Als Jan Fischer von seiner Mutter rausgeschmissen wurde, begann eine Zeit der Rastlosigkeit und Rebellion, die für ihn irgendwann auf der Straße endete. Doch der damals 18-Jährige biss sich durch, fand auf Umwegen einen Ausbildungsplatz und arbeitete sich zum Filialleiter eines Mobilfunkunternehmens hoch. Die Liebe zur Freiheit gab Jan trotzdem nie auf – heute lebt der 36-jährige Sales Director mal in seinem umgebauten T5 Transporter in Hamburg, mal in Brasilien oder auf Sri Lanka. Wir haben ihn am Hamburger Fischmarkt erwischt und über das Leben als Dauer-Camper, emotionale Sicherheiten und seine Zeit als Obdachloser gesprochen.

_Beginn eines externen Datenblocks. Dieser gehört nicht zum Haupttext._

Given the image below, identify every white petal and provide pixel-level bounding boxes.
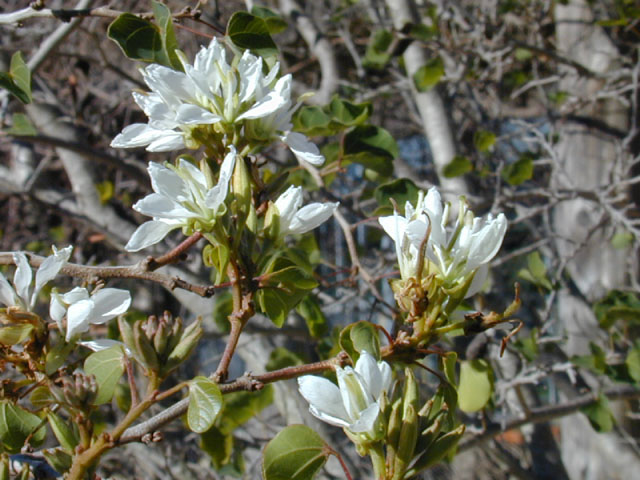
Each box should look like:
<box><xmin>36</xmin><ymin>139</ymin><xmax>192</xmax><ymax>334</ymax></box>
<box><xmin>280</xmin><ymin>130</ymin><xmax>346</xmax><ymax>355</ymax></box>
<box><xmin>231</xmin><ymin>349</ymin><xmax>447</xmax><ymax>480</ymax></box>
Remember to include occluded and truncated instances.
<box><xmin>275</xmin><ymin>185</ymin><xmax>303</xmax><ymax>231</ymax></box>
<box><xmin>176</xmin><ymin>104</ymin><xmax>222</xmax><ymax>125</ymax></box>
<box><xmin>289</xmin><ymin>202</ymin><xmax>339</xmax><ymax>234</ymax></box>
<box><xmin>147</xmin><ymin>162</ymin><xmax>189</xmax><ymax>201</ymax></box>
<box><xmin>66</xmin><ymin>300</ymin><xmax>93</xmax><ymax>342</ymax></box>
<box><xmin>13</xmin><ymin>252</ymin><xmax>33</xmax><ymax>307</ymax></box>
<box><xmin>204</xmin><ymin>145</ymin><xmax>236</xmax><ymax>211</ymax></box>
<box><xmin>133</xmin><ymin>193</ymin><xmax>198</xmax><ymax>219</ymax></box>
<box><xmin>61</xmin><ymin>287</ymin><xmax>89</xmax><ymax>305</ymax></box>
<box><xmin>282</xmin><ymin>132</ymin><xmax>324</xmax><ymax>167</ymax></box>
<box><xmin>348</xmin><ymin>403</ymin><xmax>380</xmax><ymax>433</ymax></box>
<box><xmin>147</xmin><ymin>130</ymin><xmax>185</xmax><ymax>152</ymax></box>
<box><xmin>89</xmin><ymin>288</ymin><xmax>131</xmax><ymax>324</ymax></box>
<box><xmin>298</xmin><ymin>375</ymin><xmax>349</xmax><ymax>424</ymax></box>
<box><xmin>124</xmin><ymin>220</ymin><xmax>180</xmax><ymax>252</ymax></box>
<box><xmin>111</xmin><ymin>123</ymin><xmax>166</xmax><ymax>148</ymax></box>
<box><xmin>49</xmin><ymin>288</ymin><xmax>67</xmax><ymax>332</ymax></box>
<box><xmin>355</xmin><ymin>350</ymin><xmax>382</xmax><ymax>400</ymax></box>
<box><xmin>31</xmin><ymin>245</ymin><xmax>73</xmax><ymax>307</ymax></box>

homtastics: Im April dieses Jahres bist du in dein Auto gezogen, ein weißer T5-Transporter. Wie kam es dazu?

Jan Fischer: Ich habe eine wilde Trennung hinter mir und möchte frei sein, kitesurfen gehen und Sonnenuntergänge sehen. Ich kann dort stehen wo ich möchte und mich auch im Winter aus meinen nassen Neoprenanzug pellen.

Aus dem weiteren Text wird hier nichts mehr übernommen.